Birth Place: | Cape Town, South Africa |
Occupation: | Novelist and short-story writer |
Awards: | Caine Prize for African Writing (2008) |
Alma Mater: | University of Cape Town University of the Witwatersrand[1] University of East Anglia |
Thesis Title: | Edgeland encounters in the South African city : stone plant: a novel |
Thesis Url: | https://ueaeprints.uea.ac.uk/id/eprint/72630/ |
Thesis Year: | 2019 |
Henrietta Rose-Innes (born 14 September 1971) is a South African novelist and short-story writer. She was the 2008 winner of the Caine Prize for African Writing[2] for her speculative-fiction story "Poison".[3] Her novel Nineveh was shortlisted for the 2012 Sunday Times Prize for Fiction and the M-Net Literary Awards. In September of that year her story "Sanctuary" was awarded second place in the 2012 BBC (Inter)national Short Story Award.
Rose-Innes was "born and bred" in Cape Town, South Africa.[4]
She has been a Fellow in Literature at the Akademie Schloss Solitude, Stuttgart (2007–08) and has held residencies at the Rockefeller Foundation's Bellagio Center; Chateau de Lavigny, Lausanne; the, Sylt; Georgetown University; the University of Cape Town's Centre for Creative Writing; Caldera Arts Center, Oregon; and Hawthornden Castle Writer's Retreat, Scotland. She is a 2012 Gordon Fellow at the Gordon Institute for Creative and Performing Arts (GIPCA), University of Cape Town.[5] She has a PhD in Creative Writing at the University of East Anglia.[6]

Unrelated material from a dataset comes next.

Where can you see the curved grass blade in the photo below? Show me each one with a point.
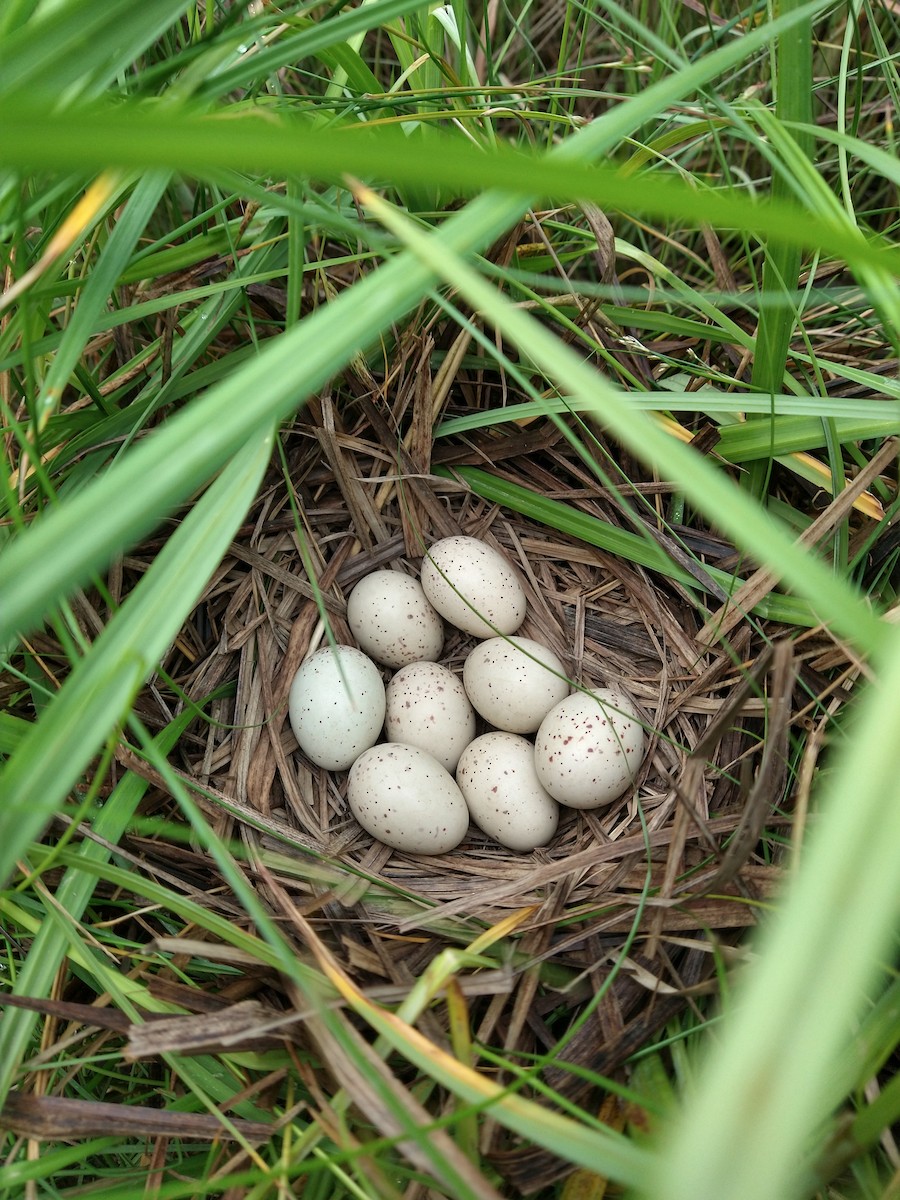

The Rock Alphabet has been published in Romanian (2007). Dream Homes: Schnappschüsse und Geschichten aus Kapstadt, collected essays and short stories, was published in German in 2008.[7] Nineveh has been translated into French[8] and Spanish[9] (both 2015), and Green Lion has appeared in French as L'Homme au Lion (2016).[10]
Other short pieces have appeared in a variety of international publications, including The Best American Nonrequired Reading (2011), The Granta Book of the African Short Story (2011) and Granta online.